After nearly 30 years in industry, in positions for which he made quality a priority, Bob King, president of the ANSI-ASQ National Accreditation Board (ANAB), has announced his retirement.

King began his career at ANAB in 2001, after retiring from a long and distinguished career. He served as a military intelligence officer and worked for Dow Chemical before joining Bayer Corp. in 1985. King steadily worked his way from marketing manager to national sales director before becoming a vice president of the company. He became president of ANAB in 2001 and was instrumental in the rather complex formation of ANAB after the then-U.S. accreditation body, ANSI-RAB National Accreditation Program, evolved into RABQSA International, which now operates as a personnel certification body.

Here, King discusses his career, ANAB and his hope for a new transparency in the relationship between accreditation bodies and certification bodies.

 

Quality Digest: Where are you from originally?

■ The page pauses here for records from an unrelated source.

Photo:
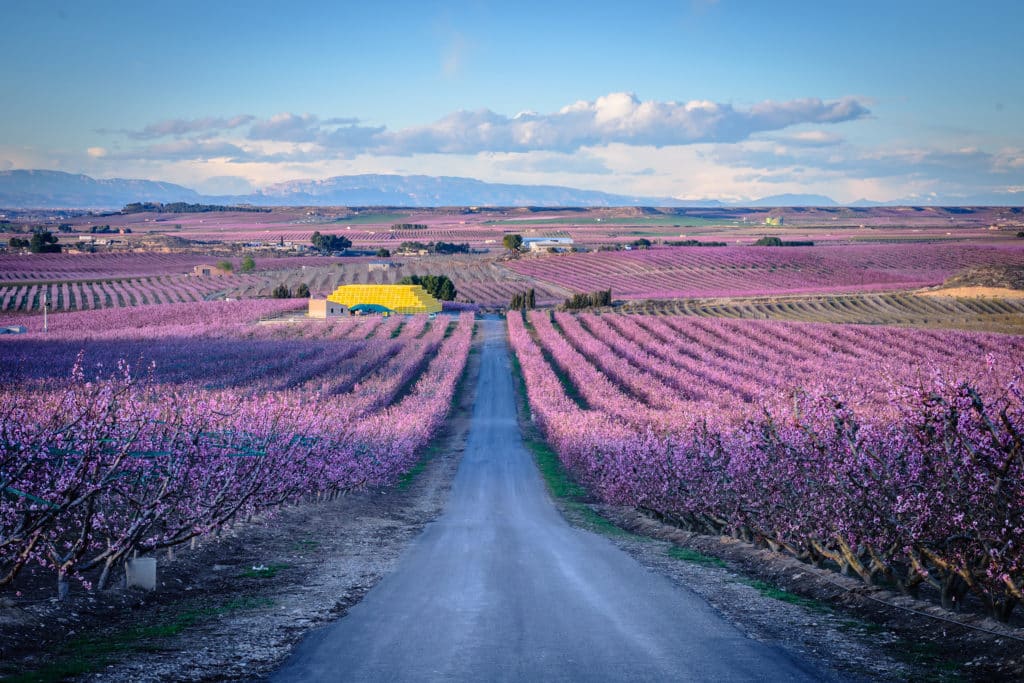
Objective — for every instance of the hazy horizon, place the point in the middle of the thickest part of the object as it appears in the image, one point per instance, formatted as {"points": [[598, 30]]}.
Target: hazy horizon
{"points": [[909, 101]]}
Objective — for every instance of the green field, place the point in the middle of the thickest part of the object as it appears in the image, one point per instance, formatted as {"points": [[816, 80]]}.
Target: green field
{"points": [[373, 219]]}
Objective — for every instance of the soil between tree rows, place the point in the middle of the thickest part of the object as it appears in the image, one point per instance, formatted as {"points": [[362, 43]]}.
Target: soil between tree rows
{"points": [[233, 608]]}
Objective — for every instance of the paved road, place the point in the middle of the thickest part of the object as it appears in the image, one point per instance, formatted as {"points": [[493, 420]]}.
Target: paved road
{"points": [[501, 588]]}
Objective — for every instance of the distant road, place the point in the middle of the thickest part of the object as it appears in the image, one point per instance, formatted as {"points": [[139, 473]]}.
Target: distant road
{"points": [[501, 588]]}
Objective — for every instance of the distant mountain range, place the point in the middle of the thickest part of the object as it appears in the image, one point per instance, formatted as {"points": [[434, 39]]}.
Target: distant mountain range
{"points": [[56, 189]]}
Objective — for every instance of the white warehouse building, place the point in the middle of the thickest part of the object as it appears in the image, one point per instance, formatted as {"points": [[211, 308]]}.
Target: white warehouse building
{"points": [[544, 244]]}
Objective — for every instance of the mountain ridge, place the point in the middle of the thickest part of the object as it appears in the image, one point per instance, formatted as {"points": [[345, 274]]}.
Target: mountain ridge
{"points": [[36, 188]]}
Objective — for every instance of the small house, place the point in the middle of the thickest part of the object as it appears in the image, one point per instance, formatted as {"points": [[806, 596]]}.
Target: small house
{"points": [[326, 308], [207, 270]]}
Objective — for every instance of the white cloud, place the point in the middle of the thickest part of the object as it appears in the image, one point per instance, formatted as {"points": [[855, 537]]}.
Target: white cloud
{"points": [[615, 118]]}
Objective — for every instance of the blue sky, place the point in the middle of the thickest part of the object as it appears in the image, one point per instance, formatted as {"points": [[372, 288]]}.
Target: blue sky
{"points": [[692, 98]]}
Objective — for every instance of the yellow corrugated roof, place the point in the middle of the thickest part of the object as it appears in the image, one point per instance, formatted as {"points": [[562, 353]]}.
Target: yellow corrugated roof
{"points": [[399, 298]]}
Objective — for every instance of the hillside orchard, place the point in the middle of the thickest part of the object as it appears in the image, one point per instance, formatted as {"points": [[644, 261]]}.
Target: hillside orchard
{"points": [[894, 455], [135, 429]]}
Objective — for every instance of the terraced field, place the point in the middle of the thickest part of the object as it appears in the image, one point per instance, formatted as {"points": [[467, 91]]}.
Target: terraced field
{"points": [[904, 308]]}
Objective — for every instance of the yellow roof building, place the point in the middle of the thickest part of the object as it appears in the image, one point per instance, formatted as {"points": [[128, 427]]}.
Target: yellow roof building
{"points": [[399, 298]]}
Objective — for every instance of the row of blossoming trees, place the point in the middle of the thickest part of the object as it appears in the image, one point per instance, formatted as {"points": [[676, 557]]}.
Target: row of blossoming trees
{"points": [[129, 431], [895, 455]]}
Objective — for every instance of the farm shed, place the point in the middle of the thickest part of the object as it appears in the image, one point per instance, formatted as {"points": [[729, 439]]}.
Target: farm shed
{"points": [[544, 244], [207, 270], [399, 298], [326, 308]]}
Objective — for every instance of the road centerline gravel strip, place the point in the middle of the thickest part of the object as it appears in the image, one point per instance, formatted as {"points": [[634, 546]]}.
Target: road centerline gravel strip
{"points": [[501, 588]]}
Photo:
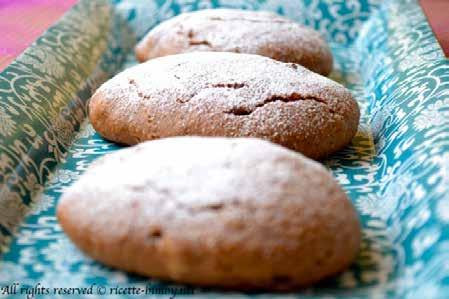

Bob King: I was raised in Chester, South Carolina, a very small cotton mill town.

 

QD: What was your first job?

BK: My first venture into earning money was caddying at the local golf club for 45 cents per round when I was 12 years old. I saved my money and bought laying cages and chickens, and sold eggs and fryers in the neighborhood until I was 14. Then I gave up "farming" and went to work in a department store as a clerk in menswear. I was flush at 60 cents an hour.

 

QD: What was your first quality job?

BK: I like to think that all my jobs have been quality-related, but the first one that actually had that as part of my job description was marketing manager at Mobay (then Bayer Corp. in the United States).

 

QD: What were your duties there?

BK: I was responsible for thermoset plastic—polyurethane—sold to the automotive industry and therefore responsible, along with many other people, for the organization's quality system.

 

QD: How did you decide to accept the position?

BK: The quality duties associated with the job were part of getting the business into the automotive industry. I accepted it knowing that we would have to step up to the tough requirements of that industry. For me, it was part of running a successful business unit.

 

QD: Discuss some proud moments in your career. Which do you think is your proudest?

BK: This may sound funny, but I am proudest of having had some success in sales and never missing a birthday—never missing an anniversary, Valentine's Day, or one of my daughter's dance recitals or piano performances. That was of utmost importance to me.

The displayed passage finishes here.